Après la visite à Téhéran, le 21 octobre, de la troïka diplomatique européenne qui avait obtenu le déblocage de la crise en contrepartie d'une promesse de coopération industrielle (MM. Straw, Fischer et de Villepin), l'Iran rentrait dans le rang et donnait l'image, comme le souligne l'exilé Ramine Kamrane, de grand gagnant des bouleversements qui ont suivi le 11 septembre 2001. (1)

Le coup de tonnerre est venu mercredi soir par la bouche du sous-secrétaire d'Etat américain chargé du désarmement, John Bolton, qui a déclaré, face à l'absence de preuve rapportée par l'AIEA, que l'affirmation contenue dans ce rapport est tout simplement impossible à croire (...) : Après avoir répertorié de manière exhaustive les dénégations et les tromperies de l'Iran sur une période de 18 ans, et fait une longue litanie de graves violations des engagements de l'Iran envers l'AIEA, le rapport conclut qu'il n'y a « pas de preuve » (...) L'affirmation est tout simplement impossible à croire.

Et, quelques heures plus tard, tombait une déclaration plus inquiétante encore.
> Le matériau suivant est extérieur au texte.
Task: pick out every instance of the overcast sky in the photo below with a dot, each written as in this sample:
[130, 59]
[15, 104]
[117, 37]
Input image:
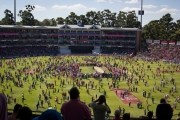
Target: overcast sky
[154, 9]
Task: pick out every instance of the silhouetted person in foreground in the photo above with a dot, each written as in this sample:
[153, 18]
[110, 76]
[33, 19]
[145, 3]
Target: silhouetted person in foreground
[75, 109]
[164, 110]
[100, 108]
[15, 111]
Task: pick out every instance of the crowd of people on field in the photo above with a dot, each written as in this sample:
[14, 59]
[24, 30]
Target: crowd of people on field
[167, 53]
[75, 109]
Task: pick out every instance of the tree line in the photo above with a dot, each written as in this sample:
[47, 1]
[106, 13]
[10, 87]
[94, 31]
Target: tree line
[162, 29]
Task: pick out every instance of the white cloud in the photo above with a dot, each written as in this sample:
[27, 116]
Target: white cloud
[126, 9]
[76, 7]
[164, 5]
[131, 1]
[149, 6]
[39, 8]
[101, 1]
[109, 1]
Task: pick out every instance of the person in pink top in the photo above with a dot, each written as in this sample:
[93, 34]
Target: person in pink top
[117, 115]
[3, 107]
[15, 111]
[75, 109]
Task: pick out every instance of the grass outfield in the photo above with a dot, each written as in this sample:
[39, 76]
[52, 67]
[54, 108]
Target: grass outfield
[112, 100]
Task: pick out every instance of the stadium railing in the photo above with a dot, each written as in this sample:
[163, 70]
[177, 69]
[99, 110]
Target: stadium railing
[38, 113]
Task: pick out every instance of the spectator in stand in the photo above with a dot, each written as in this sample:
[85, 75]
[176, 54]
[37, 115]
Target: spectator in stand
[24, 113]
[126, 116]
[164, 110]
[15, 111]
[3, 107]
[75, 109]
[49, 115]
[117, 115]
[100, 108]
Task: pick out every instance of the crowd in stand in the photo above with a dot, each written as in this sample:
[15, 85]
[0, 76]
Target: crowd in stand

A l'issue d'une rencontre avec le secrétaire d'Etat américain Colin Powell, le ministre israélien de la Défense Shaul Mofaz affirmait publiquement : Des efforts sont nécessaires pour retarder, arrêter ou empêcher le programme nucléaire iranien (...) J'espère que vous comprenez ce que je dis. Selon M. Mofaz, le programme nucléaire iranien pourrait atteindre endéans l'année un point de non retour.

Faut-il analyser l'opposition apparente entre Europe, AIEA et Iran, d'une part (M. Straw a réagi à la BBC, demandant de traiter ce dossier avec patience et par la voie diplomatique), Washington et Tel Aviv d'autre part, en termes de « colombes » et « faucons » ? Ce n'est pas aussi simple : Washington semble refuser la posture même adoptée par Téhéran, laquelle est tactiquement très forte. Andrew Koch, de « Jane's Defense Weekly », la synthétise ainsi : les Iraniens ont décidé d'avoir la capacité de fabriquer la bombe, pour pouvoir en cas de crise se retirer du TNP et fabriquer une bombe en quelques mois. On comprend éventuellement l'inquiétude américaine. Mais même si cette analyse était pertinente, aucune raison légale ou éthique ne s'oppose à ce que Téhéran l'adopte.(Avec AFP.)·

(1) Ramine Kamrane, « Iran, l'islamisme dans l'impasse », Buchet-Chastel, novembre 2003.